Political tension in the Middle East helped force the price of oil to new record highs and "exacerbated" speculation, a review has revealed.

The Organisation of the Petroleum Exporting Countries' (Opec) Monthly Oil Market Report, said the price for a barrel of oil in June reached a record average high of $128.34 (£64) - $8.94 (£4.46) more than in May. At the start of July, the barrel price rose another $10.13 (£5), and averaged at $137.57 (£68.67) for the month so far. The Opec crude oil basket price is currently $133.09 (£66.43).

Conflict in the Middle East raised concerns over a shortfall in supply and contributed to the price rises. John Westwood, chairman of analysts Douglas-Westwood, agreed: "Politicians do silly things. War in the Middle East is a good example, if we didn't have these things there would be more oil." Prices were also inflated by fluctuations in the value of the dollar and the threat of a storm in the Gulf of Mexico.

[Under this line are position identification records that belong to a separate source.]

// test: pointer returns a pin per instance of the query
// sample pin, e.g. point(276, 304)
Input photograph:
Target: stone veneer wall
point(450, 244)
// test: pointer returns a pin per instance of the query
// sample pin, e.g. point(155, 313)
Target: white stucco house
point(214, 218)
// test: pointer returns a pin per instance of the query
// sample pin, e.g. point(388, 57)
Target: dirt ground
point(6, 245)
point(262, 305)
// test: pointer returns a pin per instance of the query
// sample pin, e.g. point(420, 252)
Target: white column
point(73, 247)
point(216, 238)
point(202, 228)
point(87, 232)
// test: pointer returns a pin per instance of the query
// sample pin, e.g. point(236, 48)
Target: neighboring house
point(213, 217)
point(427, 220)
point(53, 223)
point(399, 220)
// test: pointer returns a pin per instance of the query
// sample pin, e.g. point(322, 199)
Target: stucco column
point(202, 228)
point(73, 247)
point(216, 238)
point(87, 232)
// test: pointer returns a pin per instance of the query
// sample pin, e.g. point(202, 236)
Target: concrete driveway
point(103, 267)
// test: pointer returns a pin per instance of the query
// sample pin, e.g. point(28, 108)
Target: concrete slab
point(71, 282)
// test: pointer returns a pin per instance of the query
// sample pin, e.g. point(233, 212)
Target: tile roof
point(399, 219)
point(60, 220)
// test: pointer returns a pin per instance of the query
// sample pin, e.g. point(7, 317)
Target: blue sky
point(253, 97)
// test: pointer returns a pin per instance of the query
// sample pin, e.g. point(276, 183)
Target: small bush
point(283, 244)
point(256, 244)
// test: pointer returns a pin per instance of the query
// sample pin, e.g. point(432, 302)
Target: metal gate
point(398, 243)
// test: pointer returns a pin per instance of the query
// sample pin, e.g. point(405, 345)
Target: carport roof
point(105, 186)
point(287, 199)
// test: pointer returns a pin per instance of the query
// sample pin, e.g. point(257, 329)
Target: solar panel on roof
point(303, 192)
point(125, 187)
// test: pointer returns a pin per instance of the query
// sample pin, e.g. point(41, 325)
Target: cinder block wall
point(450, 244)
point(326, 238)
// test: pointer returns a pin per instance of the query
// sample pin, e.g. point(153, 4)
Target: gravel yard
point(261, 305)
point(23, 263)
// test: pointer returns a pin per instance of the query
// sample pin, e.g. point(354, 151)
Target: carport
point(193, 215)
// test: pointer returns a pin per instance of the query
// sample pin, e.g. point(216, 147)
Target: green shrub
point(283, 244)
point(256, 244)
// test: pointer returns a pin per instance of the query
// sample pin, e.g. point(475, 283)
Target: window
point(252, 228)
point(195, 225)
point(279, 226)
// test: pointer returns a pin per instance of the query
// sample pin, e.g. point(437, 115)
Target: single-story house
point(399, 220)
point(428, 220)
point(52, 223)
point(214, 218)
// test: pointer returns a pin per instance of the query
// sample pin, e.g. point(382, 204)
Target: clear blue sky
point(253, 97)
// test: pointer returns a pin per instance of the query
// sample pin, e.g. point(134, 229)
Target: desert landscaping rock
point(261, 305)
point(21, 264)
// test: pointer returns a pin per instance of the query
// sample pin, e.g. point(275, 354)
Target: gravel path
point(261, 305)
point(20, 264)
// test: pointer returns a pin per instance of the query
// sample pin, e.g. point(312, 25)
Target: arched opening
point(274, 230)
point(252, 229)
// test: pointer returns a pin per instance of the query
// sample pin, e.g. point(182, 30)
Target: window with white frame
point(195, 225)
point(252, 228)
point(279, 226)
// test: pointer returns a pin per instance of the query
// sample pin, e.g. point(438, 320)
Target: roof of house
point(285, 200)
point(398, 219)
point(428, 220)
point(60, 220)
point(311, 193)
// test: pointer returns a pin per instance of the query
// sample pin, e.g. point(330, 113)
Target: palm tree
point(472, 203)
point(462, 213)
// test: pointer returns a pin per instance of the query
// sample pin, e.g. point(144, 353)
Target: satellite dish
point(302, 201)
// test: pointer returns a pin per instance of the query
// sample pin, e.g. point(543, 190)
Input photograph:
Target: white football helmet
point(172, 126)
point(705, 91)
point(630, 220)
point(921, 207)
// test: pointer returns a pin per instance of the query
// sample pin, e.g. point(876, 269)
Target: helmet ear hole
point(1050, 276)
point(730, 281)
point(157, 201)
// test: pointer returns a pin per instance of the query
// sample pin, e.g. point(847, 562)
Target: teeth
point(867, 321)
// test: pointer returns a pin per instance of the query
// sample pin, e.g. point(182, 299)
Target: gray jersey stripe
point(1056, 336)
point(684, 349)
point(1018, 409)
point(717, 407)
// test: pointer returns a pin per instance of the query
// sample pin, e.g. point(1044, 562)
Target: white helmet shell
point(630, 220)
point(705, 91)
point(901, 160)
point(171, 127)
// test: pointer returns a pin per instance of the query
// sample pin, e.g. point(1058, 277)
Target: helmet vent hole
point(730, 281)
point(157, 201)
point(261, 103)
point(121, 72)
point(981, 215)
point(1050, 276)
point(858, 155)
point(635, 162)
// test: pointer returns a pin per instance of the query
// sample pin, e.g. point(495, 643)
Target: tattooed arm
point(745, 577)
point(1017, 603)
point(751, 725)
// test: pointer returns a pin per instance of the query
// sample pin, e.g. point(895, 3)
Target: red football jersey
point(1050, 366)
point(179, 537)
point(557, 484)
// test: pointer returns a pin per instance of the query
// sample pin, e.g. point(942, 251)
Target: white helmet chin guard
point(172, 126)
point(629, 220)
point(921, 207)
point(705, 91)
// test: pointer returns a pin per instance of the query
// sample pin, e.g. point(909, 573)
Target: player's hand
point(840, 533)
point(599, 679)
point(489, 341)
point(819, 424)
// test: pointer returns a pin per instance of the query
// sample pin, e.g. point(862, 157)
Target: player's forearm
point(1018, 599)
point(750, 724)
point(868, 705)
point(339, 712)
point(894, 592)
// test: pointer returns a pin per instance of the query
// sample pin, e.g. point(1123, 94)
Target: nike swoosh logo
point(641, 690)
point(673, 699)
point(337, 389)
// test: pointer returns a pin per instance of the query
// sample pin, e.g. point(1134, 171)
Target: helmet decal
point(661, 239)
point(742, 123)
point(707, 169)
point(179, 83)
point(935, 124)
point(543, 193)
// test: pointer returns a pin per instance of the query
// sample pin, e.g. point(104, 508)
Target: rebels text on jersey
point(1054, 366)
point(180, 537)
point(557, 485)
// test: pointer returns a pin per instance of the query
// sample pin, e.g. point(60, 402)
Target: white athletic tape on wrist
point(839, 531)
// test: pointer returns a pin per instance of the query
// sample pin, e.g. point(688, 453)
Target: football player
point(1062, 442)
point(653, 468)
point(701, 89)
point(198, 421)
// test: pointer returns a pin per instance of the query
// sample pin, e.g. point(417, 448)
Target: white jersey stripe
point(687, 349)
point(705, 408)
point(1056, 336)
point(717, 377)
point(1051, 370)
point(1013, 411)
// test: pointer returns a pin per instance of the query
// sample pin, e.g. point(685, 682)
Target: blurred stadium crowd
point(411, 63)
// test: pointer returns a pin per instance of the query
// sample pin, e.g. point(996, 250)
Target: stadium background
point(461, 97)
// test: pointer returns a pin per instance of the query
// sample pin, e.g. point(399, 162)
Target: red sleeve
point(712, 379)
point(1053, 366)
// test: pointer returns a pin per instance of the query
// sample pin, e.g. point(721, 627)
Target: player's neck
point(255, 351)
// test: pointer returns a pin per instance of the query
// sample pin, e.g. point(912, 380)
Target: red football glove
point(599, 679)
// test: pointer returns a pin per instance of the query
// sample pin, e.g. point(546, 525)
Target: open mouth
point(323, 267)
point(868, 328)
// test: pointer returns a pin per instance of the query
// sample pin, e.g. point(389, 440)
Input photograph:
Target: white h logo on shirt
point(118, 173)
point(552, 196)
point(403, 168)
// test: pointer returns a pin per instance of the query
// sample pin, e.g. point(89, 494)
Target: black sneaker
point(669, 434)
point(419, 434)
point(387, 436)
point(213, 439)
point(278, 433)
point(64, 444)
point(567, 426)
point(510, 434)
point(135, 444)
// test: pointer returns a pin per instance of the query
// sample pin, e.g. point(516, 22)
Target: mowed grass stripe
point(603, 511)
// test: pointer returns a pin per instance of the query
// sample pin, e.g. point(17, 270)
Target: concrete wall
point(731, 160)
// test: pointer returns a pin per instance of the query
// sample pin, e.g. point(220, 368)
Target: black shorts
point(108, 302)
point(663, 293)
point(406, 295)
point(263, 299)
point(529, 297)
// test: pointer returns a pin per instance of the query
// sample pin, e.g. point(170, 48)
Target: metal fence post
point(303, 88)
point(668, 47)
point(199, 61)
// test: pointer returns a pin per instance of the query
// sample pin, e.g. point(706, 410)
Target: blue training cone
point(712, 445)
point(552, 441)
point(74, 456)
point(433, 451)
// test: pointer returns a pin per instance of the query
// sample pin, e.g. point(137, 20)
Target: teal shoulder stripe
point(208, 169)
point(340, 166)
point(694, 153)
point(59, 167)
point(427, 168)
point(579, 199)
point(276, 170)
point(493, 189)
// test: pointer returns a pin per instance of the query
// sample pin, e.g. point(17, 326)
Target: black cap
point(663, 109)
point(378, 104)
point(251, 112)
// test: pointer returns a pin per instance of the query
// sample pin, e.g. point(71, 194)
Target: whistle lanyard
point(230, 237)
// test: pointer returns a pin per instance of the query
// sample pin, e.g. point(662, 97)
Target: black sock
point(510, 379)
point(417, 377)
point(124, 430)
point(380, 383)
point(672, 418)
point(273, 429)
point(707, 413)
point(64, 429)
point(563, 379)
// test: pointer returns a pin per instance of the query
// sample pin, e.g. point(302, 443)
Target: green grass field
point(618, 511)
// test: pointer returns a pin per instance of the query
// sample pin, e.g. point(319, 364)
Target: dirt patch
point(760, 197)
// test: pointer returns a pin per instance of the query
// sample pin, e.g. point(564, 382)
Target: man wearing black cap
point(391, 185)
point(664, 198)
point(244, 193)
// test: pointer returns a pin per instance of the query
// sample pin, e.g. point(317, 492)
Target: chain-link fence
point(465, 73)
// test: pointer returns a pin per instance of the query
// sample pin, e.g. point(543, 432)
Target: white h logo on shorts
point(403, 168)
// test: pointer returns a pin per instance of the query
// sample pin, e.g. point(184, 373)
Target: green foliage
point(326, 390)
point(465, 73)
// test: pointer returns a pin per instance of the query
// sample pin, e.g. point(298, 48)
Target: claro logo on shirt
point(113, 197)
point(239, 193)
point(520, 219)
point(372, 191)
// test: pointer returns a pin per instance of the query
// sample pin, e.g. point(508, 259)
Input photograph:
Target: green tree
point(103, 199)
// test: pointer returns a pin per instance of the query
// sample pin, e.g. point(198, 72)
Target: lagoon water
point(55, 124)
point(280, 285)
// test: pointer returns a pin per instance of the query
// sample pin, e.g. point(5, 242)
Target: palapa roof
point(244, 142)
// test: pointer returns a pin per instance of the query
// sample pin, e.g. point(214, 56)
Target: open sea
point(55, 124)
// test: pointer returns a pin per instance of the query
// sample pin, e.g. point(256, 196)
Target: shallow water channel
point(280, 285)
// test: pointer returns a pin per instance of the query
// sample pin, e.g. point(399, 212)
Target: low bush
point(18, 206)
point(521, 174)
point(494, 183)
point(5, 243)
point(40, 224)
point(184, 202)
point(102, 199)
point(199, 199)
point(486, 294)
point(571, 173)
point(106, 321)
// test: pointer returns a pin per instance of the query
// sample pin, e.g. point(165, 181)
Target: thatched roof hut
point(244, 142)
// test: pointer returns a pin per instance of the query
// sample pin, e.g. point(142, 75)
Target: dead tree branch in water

Speculation was heightened by an "escalation" in tension between Israel and Iran, which pushed up oil futures prices to a record average high of $138.54 (£69.15) a barrel, in the first two weeks of July. Last week, Opec's secretary general Abdalla Salem El-Badri said speculators have "hijacked" the oil market and played a major role in this year's run of record prices (News, 17 July).